+1 Nice answer but not what I'm looking for. I've tried that and can't be bothered to sit around waiting for EDDB to work out the distances to Merope, or HIP 14909, or Col 70 Sector FY-N c21-3, and then guess which page of results the systems at the correct distance are on, then have to wait for EDDB to work out the distances for the systems on that page again, then find out it's the wrong page, then guess another page, etc., all whilst I should have been playing the game. And then what if a system isn't even on EDDB? It's not a foolproof method.
I need help.
Late to the party but here's my 2c. I believe most of the tools that were actually used to decode the unknown sites did it by downloading all systems within a set distance of Merope and testing those. That's certainly how my tool worked. There were a couple of systems that weren't in EDDB, but they were easy to find based on the nearest EDDB system. 99% of systems were already there as this is an extremely well explored area.
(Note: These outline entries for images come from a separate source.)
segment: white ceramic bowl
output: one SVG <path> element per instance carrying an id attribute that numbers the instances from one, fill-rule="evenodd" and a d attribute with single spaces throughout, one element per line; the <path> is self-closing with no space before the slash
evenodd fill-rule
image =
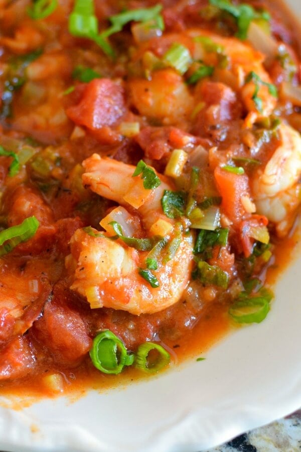
<path id="1" fill-rule="evenodd" d="M 299 14 L 299 2 L 287 3 Z M 72 403 L 0 407 L 0 449 L 197 451 L 299 408 L 300 270 L 299 259 L 278 283 L 264 322 L 228 336 L 205 361 Z"/>

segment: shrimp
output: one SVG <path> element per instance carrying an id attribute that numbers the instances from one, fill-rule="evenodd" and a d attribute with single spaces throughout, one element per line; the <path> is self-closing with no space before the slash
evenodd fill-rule
<path id="1" fill-rule="evenodd" d="M 252 191 L 257 212 L 275 223 L 282 237 L 289 232 L 301 202 L 301 138 L 283 123 L 279 135 L 280 144 L 264 169 L 257 171 Z"/>
<path id="2" fill-rule="evenodd" d="M 168 231 L 165 239 L 172 241 L 177 237 L 180 240 L 174 256 L 168 262 L 163 259 L 158 270 L 152 270 L 159 285 L 153 287 L 139 273 L 139 268 L 145 268 L 147 252 L 110 240 L 107 232 L 100 235 L 92 230 L 89 235 L 84 230 L 78 230 L 71 238 L 71 255 L 66 260 L 66 266 L 72 274 L 71 289 L 86 297 L 92 308 L 104 306 L 136 315 L 157 312 L 176 303 L 191 273 L 192 238 L 179 229 L 177 236 L 175 220 L 168 221 L 163 213 L 161 199 L 164 190 L 170 188 L 164 176 L 160 176 L 161 184 L 157 188 L 140 190 L 140 177 L 132 177 L 134 166 L 97 154 L 84 161 L 83 165 L 86 171 L 82 177 L 85 186 L 121 204 L 123 207 L 117 209 L 123 212 L 126 208 L 133 210 L 125 199 L 131 199 L 133 193 L 141 192 L 136 211 L 148 236 L 155 235 L 156 227 L 165 222 Z M 127 212 L 126 216 L 130 218 L 132 214 Z"/>

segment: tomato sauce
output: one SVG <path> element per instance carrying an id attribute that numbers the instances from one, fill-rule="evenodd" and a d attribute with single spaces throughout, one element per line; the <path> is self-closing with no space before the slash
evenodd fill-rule
<path id="1" fill-rule="evenodd" d="M 160 345 L 170 367 L 205 357 L 237 326 L 229 308 L 267 297 L 298 241 L 300 42 L 274 3 L 248 2 L 245 29 L 218 2 L 165 0 L 150 22 L 151 0 L 92 3 L 100 31 L 140 12 L 104 44 L 70 25 L 76 2 L 45 17 L 39 2 L 0 7 L 1 395 L 148 377 L 95 368 L 106 329 L 133 353 Z M 150 174 L 161 188 L 145 188 Z M 109 229 L 116 209 L 127 236 Z M 12 235 L 33 217 L 34 232 Z"/>

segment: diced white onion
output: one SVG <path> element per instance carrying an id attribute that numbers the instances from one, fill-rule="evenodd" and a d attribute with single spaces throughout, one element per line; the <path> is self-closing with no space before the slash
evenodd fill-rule
<path id="1" fill-rule="evenodd" d="M 115 233 L 109 224 L 111 221 L 117 221 L 119 223 L 122 228 L 123 235 L 126 237 L 133 237 L 136 235 L 137 228 L 133 217 L 124 207 L 119 206 L 113 209 L 102 218 L 99 223 L 107 233 L 114 236 Z"/>

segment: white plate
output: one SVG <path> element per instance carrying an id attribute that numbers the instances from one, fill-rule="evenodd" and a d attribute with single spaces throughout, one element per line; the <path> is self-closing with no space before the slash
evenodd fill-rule
<path id="1" fill-rule="evenodd" d="M 288 2 L 297 13 L 299 2 Z M 299 408 L 300 270 L 299 259 L 264 322 L 228 336 L 205 361 L 72 404 L 61 398 L 19 411 L 0 407 L 0 449 L 197 451 Z"/>

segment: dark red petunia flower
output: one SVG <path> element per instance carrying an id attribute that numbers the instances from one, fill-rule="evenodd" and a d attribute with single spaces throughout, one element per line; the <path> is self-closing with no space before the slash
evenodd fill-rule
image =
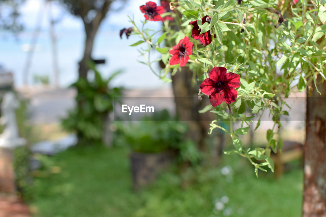
<path id="1" fill-rule="evenodd" d="M 142 5 L 139 8 L 141 13 L 145 14 L 145 19 L 150 21 L 159 21 L 162 19 L 160 14 L 164 13 L 163 7 L 157 6 L 153 2 L 146 2 L 146 5 Z"/>
<path id="2" fill-rule="evenodd" d="M 179 41 L 179 43 L 172 48 L 172 50 L 169 51 L 172 54 L 170 60 L 170 65 L 171 65 L 180 64 L 179 66 L 185 65 L 189 60 L 189 55 L 192 54 L 192 46 L 194 44 L 189 41 L 189 38 L 185 36 L 183 39 Z"/>
<path id="3" fill-rule="evenodd" d="M 208 17 L 206 16 L 201 19 L 201 21 L 203 24 L 207 22 L 206 21 L 206 18 Z M 208 30 L 204 33 L 203 33 L 200 35 L 200 30 L 199 29 L 199 27 L 198 26 L 198 24 L 197 24 L 197 21 L 191 21 L 189 23 L 189 24 L 194 26 L 194 27 L 192 28 L 192 33 L 191 34 L 191 37 L 196 40 L 199 40 L 199 43 L 206 47 L 206 45 L 209 44 L 212 42 L 212 35 L 211 34 L 211 31 Z M 216 37 L 216 35 L 214 34 L 214 37 Z"/>
<path id="4" fill-rule="evenodd" d="M 124 33 L 126 34 L 126 36 L 127 36 L 127 39 L 129 37 L 129 36 L 133 30 L 133 28 L 132 27 L 129 27 L 128 28 L 124 28 L 120 30 L 120 38 L 122 39 L 122 35 Z"/>
<path id="5" fill-rule="evenodd" d="M 205 95 L 209 96 L 209 101 L 214 107 L 223 101 L 228 104 L 235 102 L 238 92 L 235 88 L 240 86 L 240 75 L 227 73 L 224 67 L 215 66 L 208 74 L 208 78 L 199 86 Z"/>
<path id="6" fill-rule="evenodd" d="M 161 0 L 161 6 L 164 8 L 164 12 L 173 12 L 173 11 L 170 9 L 170 2 L 167 0 Z M 166 20 L 174 20 L 174 18 L 173 17 L 170 15 L 168 15 L 165 16 L 164 17 L 162 17 L 162 21 L 165 21 Z"/>

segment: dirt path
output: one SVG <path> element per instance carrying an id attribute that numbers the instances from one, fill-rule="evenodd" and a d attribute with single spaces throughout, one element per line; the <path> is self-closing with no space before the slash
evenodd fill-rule
<path id="1" fill-rule="evenodd" d="M 15 196 L 0 195 L 0 217 L 30 217 L 28 207 Z"/>

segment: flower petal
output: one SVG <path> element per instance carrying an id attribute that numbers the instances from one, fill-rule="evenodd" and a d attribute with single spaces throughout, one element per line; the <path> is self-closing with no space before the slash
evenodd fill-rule
<path id="1" fill-rule="evenodd" d="M 151 20 L 151 20 L 154 21 L 160 21 L 161 20 L 162 20 L 162 17 L 161 17 L 161 15 L 155 13 L 153 16 L 153 18 Z"/>
<path id="2" fill-rule="evenodd" d="M 170 2 L 167 0 L 161 0 L 161 6 L 164 8 L 166 12 L 170 10 Z"/>
<path id="3" fill-rule="evenodd" d="M 189 56 L 181 56 L 180 57 L 180 65 L 179 66 L 183 66 L 185 65 L 188 61 L 189 60 Z"/>
<path id="4" fill-rule="evenodd" d="M 220 91 L 221 93 L 222 91 Z M 223 102 L 223 98 L 219 96 L 219 93 L 214 92 L 213 94 L 210 95 L 208 99 L 211 104 L 213 107 L 217 106 Z"/>
<path id="5" fill-rule="evenodd" d="M 162 17 L 162 20 L 161 20 L 164 22 L 166 20 L 172 21 L 174 20 L 174 18 L 173 18 L 173 17 L 170 15 L 168 15 L 167 16 L 165 16 L 164 17 Z"/>
<path id="6" fill-rule="evenodd" d="M 146 6 L 148 8 L 152 8 L 154 9 L 156 7 L 157 5 L 156 3 L 153 2 L 147 2 L 146 3 Z"/>
<path id="7" fill-rule="evenodd" d="M 209 96 L 215 91 L 214 87 L 215 85 L 215 82 L 214 81 L 209 78 L 203 80 L 199 85 L 199 87 L 203 94 Z"/>
<path id="8" fill-rule="evenodd" d="M 169 52 L 170 54 L 172 55 L 175 54 L 179 54 L 179 46 L 178 45 L 174 45 L 172 47 L 172 50 L 169 51 Z"/>
<path id="9" fill-rule="evenodd" d="M 164 7 L 162 6 L 157 6 L 156 7 L 154 12 L 159 14 L 162 14 L 164 13 Z"/>
<path id="10" fill-rule="evenodd" d="M 188 42 L 184 45 L 187 55 L 191 55 L 192 54 L 192 47 L 193 46 L 194 44 L 191 42 Z"/>
<path id="11" fill-rule="evenodd" d="M 220 91 L 224 93 L 224 100 L 227 103 L 230 104 L 237 101 L 238 92 L 234 88 L 226 89 Z"/>
<path id="12" fill-rule="evenodd" d="M 176 65 L 180 62 L 180 59 L 178 55 L 175 54 L 170 59 L 170 65 Z"/>
<path id="13" fill-rule="evenodd" d="M 230 88 L 237 88 L 240 86 L 240 75 L 233 72 L 228 72 L 225 75 L 227 85 Z"/>
<path id="14" fill-rule="evenodd" d="M 139 9 L 141 9 L 141 13 L 144 13 L 147 12 L 147 7 L 145 5 L 142 5 L 139 7 Z"/>
<path id="15" fill-rule="evenodd" d="M 208 77 L 215 83 L 219 81 L 225 81 L 226 68 L 215 66 L 208 73 Z"/>

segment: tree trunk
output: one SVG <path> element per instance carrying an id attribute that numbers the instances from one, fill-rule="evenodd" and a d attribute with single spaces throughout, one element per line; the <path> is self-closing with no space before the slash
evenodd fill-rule
<path id="1" fill-rule="evenodd" d="M 215 119 L 212 113 L 200 114 L 198 111 L 210 103 L 207 97 L 199 101 L 199 86 L 192 85 L 192 72 L 186 67 L 171 77 L 177 113 L 181 120 L 186 121 L 189 127 L 187 137 L 197 144 L 199 149 L 207 151 L 205 139 L 209 124 Z"/>
<path id="2" fill-rule="evenodd" d="M 326 82 L 317 81 L 321 95 L 307 91 L 303 217 L 326 217 Z"/>
<path id="3" fill-rule="evenodd" d="M 84 55 L 82 59 L 79 63 L 79 68 L 78 73 L 79 78 L 87 78 L 87 72 L 89 69 L 87 65 L 87 61 L 91 59 L 94 40 L 97 32 L 98 27 L 94 27 L 93 28 L 90 28 L 87 25 L 85 25 L 86 38 L 85 42 Z"/>

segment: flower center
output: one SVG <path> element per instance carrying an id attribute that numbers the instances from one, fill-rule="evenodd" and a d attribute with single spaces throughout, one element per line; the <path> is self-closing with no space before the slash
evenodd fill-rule
<path id="1" fill-rule="evenodd" d="M 216 82 L 214 87 L 216 91 L 220 91 L 224 89 L 224 83 L 223 81 L 219 80 Z"/>
<path id="2" fill-rule="evenodd" d="M 179 48 L 179 54 L 181 56 L 184 56 L 185 52 L 185 49 L 182 46 Z"/>
<path id="3" fill-rule="evenodd" d="M 153 10 L 152 8 L 150 8 L 147 10 L 147 12 L 149 15 L 153 15 L 153 14 L 154 13 L 154 11 L 153 11 Z"/>

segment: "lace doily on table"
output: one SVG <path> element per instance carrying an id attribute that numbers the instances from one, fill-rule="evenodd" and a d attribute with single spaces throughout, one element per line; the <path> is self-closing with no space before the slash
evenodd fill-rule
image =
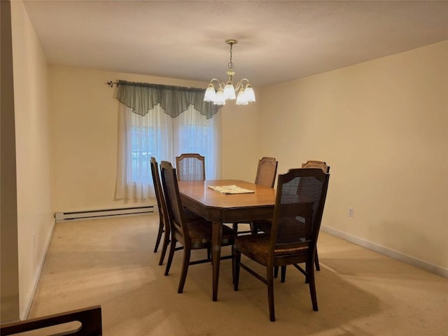
<path id="1" fill-rule="evenodd" d="M 240 188 L 234 184 L 231 186 L 209 186 L 210 189 L 213 189 L 214 190 L 218 191 L 221 194 L 252 194 L 255 192 L 255 190 L 249 190 L 248 189 L 244 189 L 243 188 Z"/>

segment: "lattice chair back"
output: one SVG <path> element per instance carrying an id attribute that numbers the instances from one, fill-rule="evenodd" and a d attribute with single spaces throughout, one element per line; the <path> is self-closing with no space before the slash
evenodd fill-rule
<path id="1" fill-rule="evenodd" d="M 205 158 L 197 153 L 184 153 L 176 157 L 178 181 L 205 180 Z"/>

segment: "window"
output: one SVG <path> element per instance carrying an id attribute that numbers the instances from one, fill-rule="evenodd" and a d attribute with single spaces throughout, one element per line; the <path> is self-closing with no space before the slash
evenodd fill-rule
<path id="1" fill-rule="evenodd" d="M 176 156 L 198 153 L 206 158 L 206 176 L 220 175 L 220 118 L 206 118 L 192 106 L 176 118 L 158 105 L 144 116 L 120 104 L 117 199 L 155 197 L 151 156 L 175 164 Z"/>

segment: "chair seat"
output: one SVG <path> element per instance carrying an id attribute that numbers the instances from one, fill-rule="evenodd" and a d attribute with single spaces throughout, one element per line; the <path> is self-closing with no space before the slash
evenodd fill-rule
<path id="1" fill-rule="evenodd" d="M 265 266 L 267 263 L 270 238 L 270 235 L 268 234 L 238 236 L 235 239 L 234 244 L 243 254 Z M 304 243 L 303 246 L 298 247 L 276 249 L 274 254 L 275 257 L 300 256 L 306 255 L 307 251 L 308 246 Z"/>
<path id="2" fill-rule="evenodd" d="M 194 249 L 204 248 L 211 245 L 212 228 L 211 223 L 207 220 L 195 220 L 188 222 L 191 248 Z M 223 239 L 221 245 L 232 245 L 234 239 L 234 231 L 230 227 L 223 225 Z"/>

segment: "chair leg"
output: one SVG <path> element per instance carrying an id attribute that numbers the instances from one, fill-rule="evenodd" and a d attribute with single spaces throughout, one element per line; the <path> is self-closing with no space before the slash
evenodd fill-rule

This is the most practical method.
For a purely mathematical solution the technique you're looking for is trilateration:
https://en.wikipedia.org/wiki/Trilateration
You're on the right track, by the looks. This is how early mapping of the galaxy was done before the ED log included coordinates for visited systems. See this thread:
https://forums.frontier.co.uk/showt...-way-to-crowdsource-the-3D-system-coordinates
Here are a couple of things to know that may help with using this technique:
1. trilateration in 3D requires four points and distances to give an unambiguous answer. The UL only provides three distances to three systems so any calculation is going to give you two candidate solutions. (Think about how spheres intersect: in non-degenerative cases two spheres intersect to give a circle on a plane and a third sphere intersecting that circle will result in two points of intersection. A fourth sphere is required to determine which point is correct.)
2. the distances reported by the UL are not necessarily very precise. This is due both to the way the distances are encoded and also due to the way distances are calculated in ED (which has some error introduced due to rounding).
3. coordinates in ED are stored internally as fixed point numbers that have a precision of 1/32 Ly.
So the results will be imprecise, but if you're just going to eyeball the candidate solutions in the Galmap then they should be good enough. If you wanted better accuracy a good way to check would be to find the nearest 8 valid coordinates (i.e. the eight points that fall on the 1/32 Ly grid and that surround the candidate solution), and then calculate the distance from each reference to each of those valid coordinates, and then re-encode those distances and see which coordinates match the UL data. That's a lot of work to do manually though.